Passover from the Bible to the Temples
The focus is on the paschal offering.
The king commanded all the people saying, "Keep the Passover unto the Lord your God, as it is written in this book of the covenant." For there was not kept such a Passover from the days of the judges that judged Israel, nor in all the days of the kings of Israel, nor of the kings of Judah; but in the eighteenth year of King Josiah was this Passover kept to the Lord in Jerusalem [II Kings 23:21-23].
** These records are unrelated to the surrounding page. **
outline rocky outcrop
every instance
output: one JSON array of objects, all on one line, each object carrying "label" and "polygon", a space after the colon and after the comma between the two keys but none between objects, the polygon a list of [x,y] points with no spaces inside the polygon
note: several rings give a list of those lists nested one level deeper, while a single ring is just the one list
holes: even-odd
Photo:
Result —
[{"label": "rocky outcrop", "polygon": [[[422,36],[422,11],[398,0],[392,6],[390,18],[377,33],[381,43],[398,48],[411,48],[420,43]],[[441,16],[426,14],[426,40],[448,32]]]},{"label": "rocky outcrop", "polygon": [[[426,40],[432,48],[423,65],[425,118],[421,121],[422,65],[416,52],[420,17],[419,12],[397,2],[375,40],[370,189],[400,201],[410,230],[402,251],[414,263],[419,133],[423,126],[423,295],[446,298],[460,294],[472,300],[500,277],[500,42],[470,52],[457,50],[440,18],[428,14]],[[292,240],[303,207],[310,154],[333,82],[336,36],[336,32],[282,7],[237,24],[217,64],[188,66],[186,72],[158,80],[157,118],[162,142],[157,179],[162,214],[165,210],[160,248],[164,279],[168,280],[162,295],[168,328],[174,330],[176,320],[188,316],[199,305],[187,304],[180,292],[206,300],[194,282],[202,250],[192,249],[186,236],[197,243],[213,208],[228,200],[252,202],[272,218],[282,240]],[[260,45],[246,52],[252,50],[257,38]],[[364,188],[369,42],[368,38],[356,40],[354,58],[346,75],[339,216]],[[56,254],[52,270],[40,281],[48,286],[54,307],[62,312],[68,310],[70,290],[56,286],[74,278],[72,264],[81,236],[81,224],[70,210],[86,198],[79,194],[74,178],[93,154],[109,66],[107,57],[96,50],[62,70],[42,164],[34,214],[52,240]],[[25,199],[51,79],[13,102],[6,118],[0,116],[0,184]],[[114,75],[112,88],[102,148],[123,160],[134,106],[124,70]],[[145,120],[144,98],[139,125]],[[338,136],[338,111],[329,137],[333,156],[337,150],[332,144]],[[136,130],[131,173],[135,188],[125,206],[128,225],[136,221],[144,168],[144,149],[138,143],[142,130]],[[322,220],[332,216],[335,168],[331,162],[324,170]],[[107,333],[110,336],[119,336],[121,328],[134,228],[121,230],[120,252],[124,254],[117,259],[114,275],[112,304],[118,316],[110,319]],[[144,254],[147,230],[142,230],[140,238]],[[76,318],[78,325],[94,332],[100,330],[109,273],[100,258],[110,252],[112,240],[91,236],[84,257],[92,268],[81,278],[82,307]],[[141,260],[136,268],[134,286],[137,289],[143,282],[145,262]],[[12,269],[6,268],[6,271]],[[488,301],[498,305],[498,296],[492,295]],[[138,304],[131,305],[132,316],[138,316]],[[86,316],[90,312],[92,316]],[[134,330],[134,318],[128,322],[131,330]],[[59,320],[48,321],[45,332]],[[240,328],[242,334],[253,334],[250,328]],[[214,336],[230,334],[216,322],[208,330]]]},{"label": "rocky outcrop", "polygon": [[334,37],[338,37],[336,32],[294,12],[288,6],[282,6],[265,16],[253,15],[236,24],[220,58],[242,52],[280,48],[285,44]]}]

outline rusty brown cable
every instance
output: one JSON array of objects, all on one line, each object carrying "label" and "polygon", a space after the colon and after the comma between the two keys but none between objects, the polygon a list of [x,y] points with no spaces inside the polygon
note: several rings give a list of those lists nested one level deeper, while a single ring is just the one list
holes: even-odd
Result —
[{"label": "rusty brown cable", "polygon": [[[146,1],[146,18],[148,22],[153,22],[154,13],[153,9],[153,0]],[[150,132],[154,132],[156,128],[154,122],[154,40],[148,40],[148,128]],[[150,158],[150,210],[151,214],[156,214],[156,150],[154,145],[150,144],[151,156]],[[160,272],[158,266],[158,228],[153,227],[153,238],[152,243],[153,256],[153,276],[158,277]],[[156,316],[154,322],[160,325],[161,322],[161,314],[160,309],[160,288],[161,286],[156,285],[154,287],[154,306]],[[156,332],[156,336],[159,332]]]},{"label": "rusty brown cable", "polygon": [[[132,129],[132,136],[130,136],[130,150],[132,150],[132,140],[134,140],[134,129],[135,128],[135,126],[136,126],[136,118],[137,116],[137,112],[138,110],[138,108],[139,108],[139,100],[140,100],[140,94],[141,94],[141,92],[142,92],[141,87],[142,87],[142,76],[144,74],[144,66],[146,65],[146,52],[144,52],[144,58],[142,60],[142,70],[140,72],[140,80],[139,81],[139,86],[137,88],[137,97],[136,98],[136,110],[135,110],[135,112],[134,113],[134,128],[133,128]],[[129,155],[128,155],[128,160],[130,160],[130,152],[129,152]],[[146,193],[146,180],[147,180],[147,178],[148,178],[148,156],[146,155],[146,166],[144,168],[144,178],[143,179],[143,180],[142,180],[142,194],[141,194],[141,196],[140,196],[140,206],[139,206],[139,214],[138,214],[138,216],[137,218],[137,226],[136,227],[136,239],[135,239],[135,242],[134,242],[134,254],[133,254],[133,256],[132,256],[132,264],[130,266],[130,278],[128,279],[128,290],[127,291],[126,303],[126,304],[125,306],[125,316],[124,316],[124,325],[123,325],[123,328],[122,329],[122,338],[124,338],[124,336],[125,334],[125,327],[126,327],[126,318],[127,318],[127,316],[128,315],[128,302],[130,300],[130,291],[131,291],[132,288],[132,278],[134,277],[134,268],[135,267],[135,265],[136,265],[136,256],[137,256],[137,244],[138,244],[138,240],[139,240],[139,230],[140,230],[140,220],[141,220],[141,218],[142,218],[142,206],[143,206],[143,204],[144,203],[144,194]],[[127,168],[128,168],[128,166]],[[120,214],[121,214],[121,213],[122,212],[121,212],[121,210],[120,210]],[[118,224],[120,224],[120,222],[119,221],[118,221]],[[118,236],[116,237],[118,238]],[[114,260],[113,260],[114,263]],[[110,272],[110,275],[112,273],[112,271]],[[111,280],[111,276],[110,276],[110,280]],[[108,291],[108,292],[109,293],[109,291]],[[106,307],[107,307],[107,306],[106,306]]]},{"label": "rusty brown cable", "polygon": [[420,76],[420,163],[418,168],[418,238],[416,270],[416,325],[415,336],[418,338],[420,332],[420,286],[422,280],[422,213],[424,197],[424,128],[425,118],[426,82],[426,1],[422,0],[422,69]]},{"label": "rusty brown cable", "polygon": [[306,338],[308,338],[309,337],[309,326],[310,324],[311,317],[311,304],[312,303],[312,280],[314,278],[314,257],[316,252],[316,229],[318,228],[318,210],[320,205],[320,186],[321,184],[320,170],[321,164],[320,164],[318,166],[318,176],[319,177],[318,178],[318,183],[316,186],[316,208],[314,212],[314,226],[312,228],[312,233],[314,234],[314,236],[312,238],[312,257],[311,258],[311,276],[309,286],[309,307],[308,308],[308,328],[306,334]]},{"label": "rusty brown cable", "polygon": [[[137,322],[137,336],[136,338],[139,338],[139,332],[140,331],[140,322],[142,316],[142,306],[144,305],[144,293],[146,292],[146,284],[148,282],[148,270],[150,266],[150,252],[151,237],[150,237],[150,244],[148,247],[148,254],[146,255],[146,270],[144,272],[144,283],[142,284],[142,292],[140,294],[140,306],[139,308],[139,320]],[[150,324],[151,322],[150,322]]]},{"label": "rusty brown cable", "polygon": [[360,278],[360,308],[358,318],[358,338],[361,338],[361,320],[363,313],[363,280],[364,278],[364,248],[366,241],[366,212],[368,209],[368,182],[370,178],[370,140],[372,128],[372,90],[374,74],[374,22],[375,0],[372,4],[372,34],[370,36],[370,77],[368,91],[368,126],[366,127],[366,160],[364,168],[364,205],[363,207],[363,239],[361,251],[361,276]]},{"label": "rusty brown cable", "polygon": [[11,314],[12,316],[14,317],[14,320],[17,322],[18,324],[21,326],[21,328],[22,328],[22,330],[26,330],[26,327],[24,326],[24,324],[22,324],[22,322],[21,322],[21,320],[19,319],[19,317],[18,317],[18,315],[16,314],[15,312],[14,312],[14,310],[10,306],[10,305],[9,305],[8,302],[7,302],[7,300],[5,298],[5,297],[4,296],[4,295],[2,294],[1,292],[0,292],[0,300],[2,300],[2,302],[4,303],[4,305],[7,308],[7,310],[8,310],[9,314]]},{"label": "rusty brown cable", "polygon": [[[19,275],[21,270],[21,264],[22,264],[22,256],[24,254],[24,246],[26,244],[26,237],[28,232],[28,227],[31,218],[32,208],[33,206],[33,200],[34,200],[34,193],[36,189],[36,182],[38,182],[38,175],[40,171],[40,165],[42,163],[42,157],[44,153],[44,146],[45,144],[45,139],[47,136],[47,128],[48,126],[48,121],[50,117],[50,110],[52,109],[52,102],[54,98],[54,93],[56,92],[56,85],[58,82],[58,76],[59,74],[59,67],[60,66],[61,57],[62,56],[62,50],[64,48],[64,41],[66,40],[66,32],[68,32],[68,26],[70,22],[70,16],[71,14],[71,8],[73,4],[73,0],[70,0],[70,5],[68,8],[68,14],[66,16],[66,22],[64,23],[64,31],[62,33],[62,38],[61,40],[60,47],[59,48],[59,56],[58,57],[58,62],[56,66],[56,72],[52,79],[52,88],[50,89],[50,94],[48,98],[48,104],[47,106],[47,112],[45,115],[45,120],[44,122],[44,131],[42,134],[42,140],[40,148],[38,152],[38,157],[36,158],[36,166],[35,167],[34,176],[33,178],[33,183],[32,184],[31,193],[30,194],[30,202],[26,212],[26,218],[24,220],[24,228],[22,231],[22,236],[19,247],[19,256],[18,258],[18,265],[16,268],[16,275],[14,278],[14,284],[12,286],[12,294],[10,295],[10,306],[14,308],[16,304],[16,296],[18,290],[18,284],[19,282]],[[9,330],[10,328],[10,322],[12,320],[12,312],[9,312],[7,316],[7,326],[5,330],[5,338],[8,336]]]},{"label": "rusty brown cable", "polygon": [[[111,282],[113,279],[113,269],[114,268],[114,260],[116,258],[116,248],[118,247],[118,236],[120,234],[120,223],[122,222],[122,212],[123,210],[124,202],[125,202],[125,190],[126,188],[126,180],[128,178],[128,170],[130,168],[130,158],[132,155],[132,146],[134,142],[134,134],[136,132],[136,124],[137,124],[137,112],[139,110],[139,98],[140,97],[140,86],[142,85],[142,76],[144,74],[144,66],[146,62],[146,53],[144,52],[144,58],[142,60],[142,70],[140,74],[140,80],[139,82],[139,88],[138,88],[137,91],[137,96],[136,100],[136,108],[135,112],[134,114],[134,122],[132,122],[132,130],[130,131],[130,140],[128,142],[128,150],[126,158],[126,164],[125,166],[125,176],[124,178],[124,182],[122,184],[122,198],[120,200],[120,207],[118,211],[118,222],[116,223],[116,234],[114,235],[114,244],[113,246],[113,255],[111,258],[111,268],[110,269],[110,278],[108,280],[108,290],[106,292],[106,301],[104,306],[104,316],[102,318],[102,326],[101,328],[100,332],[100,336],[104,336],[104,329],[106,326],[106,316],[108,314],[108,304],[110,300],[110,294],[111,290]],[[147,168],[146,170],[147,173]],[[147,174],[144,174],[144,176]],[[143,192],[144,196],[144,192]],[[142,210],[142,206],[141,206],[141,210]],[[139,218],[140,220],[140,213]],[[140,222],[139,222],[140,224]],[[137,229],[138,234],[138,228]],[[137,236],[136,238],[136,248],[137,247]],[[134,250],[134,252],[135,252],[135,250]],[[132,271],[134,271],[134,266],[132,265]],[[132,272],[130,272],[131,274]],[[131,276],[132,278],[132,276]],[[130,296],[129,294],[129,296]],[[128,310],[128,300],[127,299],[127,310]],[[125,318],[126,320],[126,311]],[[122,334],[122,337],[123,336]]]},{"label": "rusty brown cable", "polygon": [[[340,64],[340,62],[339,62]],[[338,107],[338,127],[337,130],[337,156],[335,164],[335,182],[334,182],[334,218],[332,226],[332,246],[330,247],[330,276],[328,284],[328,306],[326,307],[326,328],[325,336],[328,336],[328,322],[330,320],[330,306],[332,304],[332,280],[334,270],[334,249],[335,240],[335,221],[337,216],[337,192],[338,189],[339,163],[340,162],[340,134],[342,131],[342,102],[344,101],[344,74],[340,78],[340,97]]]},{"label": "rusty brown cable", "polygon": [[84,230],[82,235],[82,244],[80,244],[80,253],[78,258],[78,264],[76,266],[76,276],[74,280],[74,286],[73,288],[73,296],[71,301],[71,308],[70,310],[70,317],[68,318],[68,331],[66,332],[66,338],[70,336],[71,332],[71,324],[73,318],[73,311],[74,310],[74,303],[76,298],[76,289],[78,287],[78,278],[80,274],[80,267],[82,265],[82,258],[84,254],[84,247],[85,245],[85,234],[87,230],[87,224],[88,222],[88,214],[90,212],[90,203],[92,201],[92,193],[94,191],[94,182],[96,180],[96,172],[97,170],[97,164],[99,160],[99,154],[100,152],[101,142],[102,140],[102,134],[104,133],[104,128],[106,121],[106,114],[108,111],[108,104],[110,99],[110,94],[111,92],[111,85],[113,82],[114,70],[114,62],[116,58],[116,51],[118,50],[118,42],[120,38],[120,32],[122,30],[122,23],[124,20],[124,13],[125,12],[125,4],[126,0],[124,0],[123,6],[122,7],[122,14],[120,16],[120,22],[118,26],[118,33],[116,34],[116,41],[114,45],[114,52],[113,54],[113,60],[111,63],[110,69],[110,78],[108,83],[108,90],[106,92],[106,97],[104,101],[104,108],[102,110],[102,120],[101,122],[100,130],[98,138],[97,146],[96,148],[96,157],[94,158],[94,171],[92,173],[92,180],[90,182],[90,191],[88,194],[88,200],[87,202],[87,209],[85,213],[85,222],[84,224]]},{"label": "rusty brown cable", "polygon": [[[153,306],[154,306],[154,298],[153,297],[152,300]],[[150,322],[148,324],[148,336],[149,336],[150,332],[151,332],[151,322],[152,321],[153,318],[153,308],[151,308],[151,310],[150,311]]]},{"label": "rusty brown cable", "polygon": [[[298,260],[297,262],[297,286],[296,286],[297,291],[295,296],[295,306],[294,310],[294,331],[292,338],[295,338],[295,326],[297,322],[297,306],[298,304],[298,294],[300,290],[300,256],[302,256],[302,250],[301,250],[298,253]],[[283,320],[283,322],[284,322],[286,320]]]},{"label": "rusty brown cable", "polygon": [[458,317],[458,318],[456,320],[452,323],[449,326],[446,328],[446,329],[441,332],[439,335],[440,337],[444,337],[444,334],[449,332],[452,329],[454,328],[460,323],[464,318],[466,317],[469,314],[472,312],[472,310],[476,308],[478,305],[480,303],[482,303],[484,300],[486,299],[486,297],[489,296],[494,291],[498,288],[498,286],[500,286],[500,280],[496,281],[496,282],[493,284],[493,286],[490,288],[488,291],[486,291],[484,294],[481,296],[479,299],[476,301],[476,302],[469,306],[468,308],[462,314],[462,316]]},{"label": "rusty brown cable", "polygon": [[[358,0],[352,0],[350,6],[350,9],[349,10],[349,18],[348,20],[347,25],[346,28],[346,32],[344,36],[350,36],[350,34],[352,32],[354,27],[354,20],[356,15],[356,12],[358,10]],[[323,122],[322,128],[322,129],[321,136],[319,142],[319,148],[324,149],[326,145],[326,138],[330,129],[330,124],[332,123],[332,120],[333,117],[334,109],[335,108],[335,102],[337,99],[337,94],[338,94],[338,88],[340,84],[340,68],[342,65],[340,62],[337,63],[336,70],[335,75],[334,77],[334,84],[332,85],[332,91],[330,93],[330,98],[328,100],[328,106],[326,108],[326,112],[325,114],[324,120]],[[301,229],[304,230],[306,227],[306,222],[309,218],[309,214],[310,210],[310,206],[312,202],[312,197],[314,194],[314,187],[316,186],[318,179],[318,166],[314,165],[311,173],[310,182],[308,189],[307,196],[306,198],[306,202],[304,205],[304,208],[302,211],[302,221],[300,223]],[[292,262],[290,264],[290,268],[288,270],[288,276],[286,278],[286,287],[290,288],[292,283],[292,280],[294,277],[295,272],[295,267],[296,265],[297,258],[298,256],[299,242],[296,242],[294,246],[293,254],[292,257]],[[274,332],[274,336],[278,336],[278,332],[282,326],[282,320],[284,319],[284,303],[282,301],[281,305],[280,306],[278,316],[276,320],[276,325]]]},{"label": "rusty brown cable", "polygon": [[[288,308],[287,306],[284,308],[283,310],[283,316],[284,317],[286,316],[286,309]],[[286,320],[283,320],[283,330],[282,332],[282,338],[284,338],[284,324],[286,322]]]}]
The religious revival that began with Samuel continued through the reign of King David and reached its zenith under King Solomon with the construction of the [First] Temple in Jerusalem [ca. 960 BCE].
Passover in Temple Times
The construction of the magnificent Temple in Jerusalemlent new significance to the festival of Passover. A Talmudic passage (dating from the period of the Second Temple [515 BCE - 70 CE]) describes the Temple ritual on the 14th of Nisan. The description reflects the procedure in the time of the First Temple:
The paschal lamb was slaughtered in three groups… when the first group entered and the Temple court was filled, the gates of the Temple were closed. A tekiah, teruah, and again a tekiah were then blown on the shofar. The priests stood in rows, and in their hands were basins of silver and basins of gold. … An Israelite slaughtered his offering and the priests caught the blood. The priest passed the basin to his fellow priest, and he to his fellow, each receiving a full basin and giving back an empty one. The priest nearest to the altar tossed the blood against the base of the altar. While this ritual was performed the Levites sang the Hallel [Talmud Pesachim 64a].
There are several biblical references indicating that this procedure was also followed in Solomon's Temple.
Following the rededication of the Temple by King Hezekiah, the priests are described as tossing the blood of the paschal lamb upon the altar (II Chronicles 30:16). The Levites and priests are also described as having "praised God day by day [Hallel], singing with loud instruments to God" (11 Chronicles 30:21).
In the year 932 BCE, Jeroboam, the first king of Israel, reintroduced idolatry. Paganism spread throughout Israel and Judea and reduced the number of Jews who made the annual pilgrimage to Jerusalem. In the year 720 BCE, King Hezekiah set out to restore the ancient covenant. In his address to the priests and Levites he said, "Now it is in my heart to make a covenant with the God of Israel…" (II Chronicles 29:10). The renewal of the covenant was to be formalized by a national celebration of Passover, with the paschal lamb ritual as the highlight of the celebration. King Josiah, in 637 BCE, next spearheaded a Jewish spiritual revival with the accidental discovery of a Torah scroll in the course of repair work to the Jerusalem Temple. A public celebration of Passover with the slaughtering of paschal lambs was the climax of the festivities.